Today, Pazoo, Inc. (PZOO) filed another preliminary proxy in advance of a dramatic boost to its authorized shares. The company is raising its common share authorization by almost 2 billion to 2.95 billion from 0.98 billion. It is also increasing its preferred stock authorization from 20mm to 50mm. Investors should be aware that some of these securities are convertible.

The dilution so far in 2015 has been extraordinary, as the company had 193mm shares at year-end, up from 101mm at the end of 2013, but now reports over 660mm as of 6/22. Part of the reason for the boost in the authorized shares is to cover shares reserved for potential issuance to holders of convertible notes. The preliminary proxy lists seven different entities that have loaned the company $799K, requiring a reserve of over 600mm shares. These loans are all due in less than a year and cost 8-12% in interest costs.

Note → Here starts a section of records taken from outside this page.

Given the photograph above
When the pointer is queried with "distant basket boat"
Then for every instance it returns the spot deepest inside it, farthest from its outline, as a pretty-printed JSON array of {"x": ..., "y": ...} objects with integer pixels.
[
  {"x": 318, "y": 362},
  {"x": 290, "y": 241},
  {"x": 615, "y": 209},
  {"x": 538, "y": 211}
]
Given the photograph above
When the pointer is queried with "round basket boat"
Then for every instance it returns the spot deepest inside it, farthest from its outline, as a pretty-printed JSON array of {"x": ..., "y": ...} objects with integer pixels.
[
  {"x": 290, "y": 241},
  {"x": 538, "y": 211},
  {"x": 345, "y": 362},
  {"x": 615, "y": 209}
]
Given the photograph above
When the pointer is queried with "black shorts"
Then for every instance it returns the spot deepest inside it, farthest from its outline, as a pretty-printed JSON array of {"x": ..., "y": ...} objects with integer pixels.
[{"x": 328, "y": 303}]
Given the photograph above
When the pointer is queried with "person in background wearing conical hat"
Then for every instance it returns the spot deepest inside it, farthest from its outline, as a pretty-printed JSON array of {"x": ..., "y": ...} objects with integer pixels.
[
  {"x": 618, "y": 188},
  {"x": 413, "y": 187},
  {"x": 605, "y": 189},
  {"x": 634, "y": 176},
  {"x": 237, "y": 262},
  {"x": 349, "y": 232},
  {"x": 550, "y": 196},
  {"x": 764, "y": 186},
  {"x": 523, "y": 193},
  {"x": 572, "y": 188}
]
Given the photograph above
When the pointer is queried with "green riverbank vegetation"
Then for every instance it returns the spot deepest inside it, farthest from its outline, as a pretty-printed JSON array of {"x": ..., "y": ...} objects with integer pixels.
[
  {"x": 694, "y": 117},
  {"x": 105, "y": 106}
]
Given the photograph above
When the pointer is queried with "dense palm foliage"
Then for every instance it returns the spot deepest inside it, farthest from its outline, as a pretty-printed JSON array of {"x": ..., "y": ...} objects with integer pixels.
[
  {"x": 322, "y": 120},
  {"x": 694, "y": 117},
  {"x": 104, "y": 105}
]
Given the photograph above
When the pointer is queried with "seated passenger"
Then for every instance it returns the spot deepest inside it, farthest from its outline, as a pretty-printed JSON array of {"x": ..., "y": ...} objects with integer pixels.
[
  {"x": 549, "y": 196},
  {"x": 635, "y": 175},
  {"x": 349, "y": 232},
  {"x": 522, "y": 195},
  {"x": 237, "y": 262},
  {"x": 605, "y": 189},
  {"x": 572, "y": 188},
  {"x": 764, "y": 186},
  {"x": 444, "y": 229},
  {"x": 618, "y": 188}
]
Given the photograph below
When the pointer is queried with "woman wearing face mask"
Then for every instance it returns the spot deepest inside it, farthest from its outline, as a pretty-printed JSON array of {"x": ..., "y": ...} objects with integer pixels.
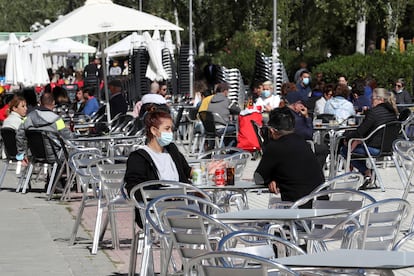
[
  {"x": 401, "y": 95},
  {"x": 160, "y": 158},
  {"x": 267, "y": 101}
]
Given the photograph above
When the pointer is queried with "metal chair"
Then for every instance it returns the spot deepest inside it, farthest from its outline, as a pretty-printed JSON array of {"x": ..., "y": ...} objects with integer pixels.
[
  {"x": 110, "y": 198},
  {"x": 226, "y": 263},
  {"x": 404, "y": 158},
  {"x": 44, "y": 150},
  {"x": 153, "y": 212},
  {"x": 210, "y": 130},
  {"x": 404, "y": 242},
  {"x": 318, "y": 231},
  {"x": 141, "y": 195},
  {"x": 389, "y": 133},
  {"x": 9, "y": 141},
  {"x": 260, "y": 244},
  {"x": 191, "y": 232},
  {"x": 377, "y": 225}
]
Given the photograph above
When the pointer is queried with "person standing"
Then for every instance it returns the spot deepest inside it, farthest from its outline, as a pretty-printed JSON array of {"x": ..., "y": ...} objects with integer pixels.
[
  {"x": 288, "y": 165},
  {"x": 91, "y": 103},
  {"x": 17, "y": 112}
]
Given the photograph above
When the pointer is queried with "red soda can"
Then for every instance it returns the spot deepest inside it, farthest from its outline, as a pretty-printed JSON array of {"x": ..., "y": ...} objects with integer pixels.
[{"x": 219, "y": 178}]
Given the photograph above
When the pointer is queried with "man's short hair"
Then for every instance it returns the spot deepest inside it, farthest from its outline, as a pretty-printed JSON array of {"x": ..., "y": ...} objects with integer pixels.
[
  {"x": 221, "y": 87},
  {"x": 281, "y": 119},
  {"x": 46, "y": 99},
  {"x": 89, "y": 90}
]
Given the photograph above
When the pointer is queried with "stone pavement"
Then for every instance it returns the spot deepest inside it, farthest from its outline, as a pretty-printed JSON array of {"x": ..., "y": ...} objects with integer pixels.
[{"x": 34, "y": 233}]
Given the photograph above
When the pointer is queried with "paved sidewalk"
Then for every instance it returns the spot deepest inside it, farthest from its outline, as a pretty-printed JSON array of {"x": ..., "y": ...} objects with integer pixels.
[{"x": 34, "y": 233}]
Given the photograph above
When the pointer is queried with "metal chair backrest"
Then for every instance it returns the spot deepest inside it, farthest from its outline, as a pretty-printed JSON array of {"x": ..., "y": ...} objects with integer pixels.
[
  {"x": 208, "y": 121},
  {"x": 260, "y": 244},
  {"x": 9, "y": 140},
  {"x": 389, "y": 135},
  {"x": 224, "y": 263},
  {"x": 42, "y": 147},
  {"x": 378, "y": 225}
]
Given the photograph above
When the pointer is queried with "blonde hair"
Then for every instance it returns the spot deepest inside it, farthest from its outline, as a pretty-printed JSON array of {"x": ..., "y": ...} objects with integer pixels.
[{"x": 387, "y": 96}]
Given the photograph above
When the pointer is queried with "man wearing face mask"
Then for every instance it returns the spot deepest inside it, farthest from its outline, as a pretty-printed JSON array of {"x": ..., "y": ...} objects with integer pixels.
[{"x": 303, "y": 85}]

In addition to extensive liquidity challenges that could lead to further share issuance if the company doesn't generate enough cash to pay its debt, the float faces a bigger near-term challenge. Since its inception as a public company, PZOO has been relying upon financing provided by James Farinella of Integrated Capital Partners, Inc. (ICPI). Farinella provides money to the company in exchange for convertible preferred stock (Series A). At the end of the first quarter, the company had 1.478526mm shares outstanding, up from 1.203526mm at year-end. The terms of conversion are 100 shares to 1, so this represented a potential addition of almost 148mm common shares.

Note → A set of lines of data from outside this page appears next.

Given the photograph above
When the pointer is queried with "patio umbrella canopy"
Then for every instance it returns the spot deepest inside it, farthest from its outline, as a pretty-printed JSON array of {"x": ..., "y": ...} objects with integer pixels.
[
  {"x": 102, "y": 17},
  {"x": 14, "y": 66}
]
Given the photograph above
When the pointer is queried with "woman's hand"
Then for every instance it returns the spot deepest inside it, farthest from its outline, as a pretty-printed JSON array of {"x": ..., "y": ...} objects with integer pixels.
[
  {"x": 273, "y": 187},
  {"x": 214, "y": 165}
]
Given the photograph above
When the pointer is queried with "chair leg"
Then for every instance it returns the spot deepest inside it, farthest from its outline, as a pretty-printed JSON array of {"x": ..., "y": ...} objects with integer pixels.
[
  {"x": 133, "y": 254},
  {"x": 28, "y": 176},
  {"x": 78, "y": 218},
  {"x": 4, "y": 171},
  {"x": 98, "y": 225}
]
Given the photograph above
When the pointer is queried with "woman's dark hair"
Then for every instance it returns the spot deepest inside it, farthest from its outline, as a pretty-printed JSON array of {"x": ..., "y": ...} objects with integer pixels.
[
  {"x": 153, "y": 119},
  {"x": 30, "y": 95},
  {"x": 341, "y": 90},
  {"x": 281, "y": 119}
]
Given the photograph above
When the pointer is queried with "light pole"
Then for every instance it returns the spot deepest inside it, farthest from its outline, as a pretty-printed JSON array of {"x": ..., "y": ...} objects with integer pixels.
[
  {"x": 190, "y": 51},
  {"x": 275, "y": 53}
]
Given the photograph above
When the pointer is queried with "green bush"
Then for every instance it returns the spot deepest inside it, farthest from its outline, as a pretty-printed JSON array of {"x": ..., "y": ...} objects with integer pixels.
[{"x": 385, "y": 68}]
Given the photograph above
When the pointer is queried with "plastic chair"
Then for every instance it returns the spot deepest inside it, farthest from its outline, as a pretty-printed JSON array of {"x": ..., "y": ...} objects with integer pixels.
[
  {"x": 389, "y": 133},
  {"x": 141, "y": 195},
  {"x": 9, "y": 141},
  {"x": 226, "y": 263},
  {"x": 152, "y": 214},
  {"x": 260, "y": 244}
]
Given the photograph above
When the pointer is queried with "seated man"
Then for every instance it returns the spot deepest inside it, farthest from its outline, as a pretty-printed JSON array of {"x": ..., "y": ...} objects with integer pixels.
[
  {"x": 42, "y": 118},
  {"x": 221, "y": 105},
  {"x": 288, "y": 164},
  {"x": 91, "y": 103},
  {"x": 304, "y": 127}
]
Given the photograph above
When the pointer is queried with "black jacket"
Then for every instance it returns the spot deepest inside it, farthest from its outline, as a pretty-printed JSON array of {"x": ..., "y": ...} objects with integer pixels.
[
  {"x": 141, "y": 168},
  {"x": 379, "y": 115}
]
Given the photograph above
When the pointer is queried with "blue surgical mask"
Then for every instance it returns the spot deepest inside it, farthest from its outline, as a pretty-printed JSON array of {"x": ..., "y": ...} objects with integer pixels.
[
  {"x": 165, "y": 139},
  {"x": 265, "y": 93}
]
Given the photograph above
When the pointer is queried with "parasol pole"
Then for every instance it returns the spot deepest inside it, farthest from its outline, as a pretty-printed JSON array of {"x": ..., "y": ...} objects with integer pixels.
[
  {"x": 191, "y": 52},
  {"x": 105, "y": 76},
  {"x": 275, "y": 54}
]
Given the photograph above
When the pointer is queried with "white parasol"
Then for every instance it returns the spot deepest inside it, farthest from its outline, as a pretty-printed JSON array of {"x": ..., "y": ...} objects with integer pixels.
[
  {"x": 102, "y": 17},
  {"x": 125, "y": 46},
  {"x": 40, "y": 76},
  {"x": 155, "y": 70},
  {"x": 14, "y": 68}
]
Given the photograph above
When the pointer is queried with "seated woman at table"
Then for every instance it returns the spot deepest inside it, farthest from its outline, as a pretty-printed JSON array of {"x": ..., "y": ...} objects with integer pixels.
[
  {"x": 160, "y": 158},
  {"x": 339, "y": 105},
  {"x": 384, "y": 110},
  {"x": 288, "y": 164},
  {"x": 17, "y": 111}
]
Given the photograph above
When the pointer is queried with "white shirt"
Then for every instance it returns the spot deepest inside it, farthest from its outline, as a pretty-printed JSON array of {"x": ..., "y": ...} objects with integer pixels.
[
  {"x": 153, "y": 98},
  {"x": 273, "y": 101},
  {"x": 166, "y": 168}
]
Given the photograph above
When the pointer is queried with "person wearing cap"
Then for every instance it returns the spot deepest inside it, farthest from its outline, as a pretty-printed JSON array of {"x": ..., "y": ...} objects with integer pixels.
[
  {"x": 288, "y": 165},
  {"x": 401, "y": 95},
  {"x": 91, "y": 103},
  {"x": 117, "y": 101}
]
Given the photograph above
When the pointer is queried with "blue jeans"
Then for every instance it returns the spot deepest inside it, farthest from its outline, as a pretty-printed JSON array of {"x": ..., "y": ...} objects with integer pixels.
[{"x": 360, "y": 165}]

The company reported $435K of conversions (into 43.5mm shares) after the end of the quarter. It also issued another 1.4375mm Preferred A for just $225K. THIS IS A RED FLAG, as the price is just $0.00157 per share on a converted basis. The company has progressively lowered the price to Farinella, from $0.0100 (last year), to $0.0040, to $0.0020 (both in February) and now just $0.0016. In other words, Farinella can make a return of 100% if he converts and sells at $0.0032, a 47% discount to the current price. The all-time low in early March was exactly twice Farinella's new conversion price of $0.0020.

The chart reflects the tremendous dilution in 2015 that has pressured the stock:

Earlier this month, the stock traded at an all-time high volume following the release of three different press releases and two interviews in the course of a 24-hour period. PZOO remains one of the most promotional companies on the OTC (see www.stockpromoters.com for more details). Unfortunately for the company, investors are no longer reacting positively to these promotions.

One final concern that hasn't been addressed publicly is the set of incentives provided to CEO David Cunic. In 2014 he earned a salary and bonus of just $27,250. His entire equity exposure is limited to just 15mm shares (currently valued at $90K). Cunic works hard, but why?

PZOO has several potential near-term drivers, most of which have seen delays. The company is still finalizing the purchase of the Colorado Steep Hill Labs, is awaiting on the opening of the Nevada market and is in site selection for its Oregon facility. The company is likely to face severe pressure financially absent revenue and cash flow generation, as it will be forced again to let its multiple convertible note holders convert over the next year should it not be able to pay off the principal. The recent issuance of effectively 22% of its current shares outstanding at just $0.00157 (through the convertible preferred) is a red flag and a likely harbinger of a drop to a new low.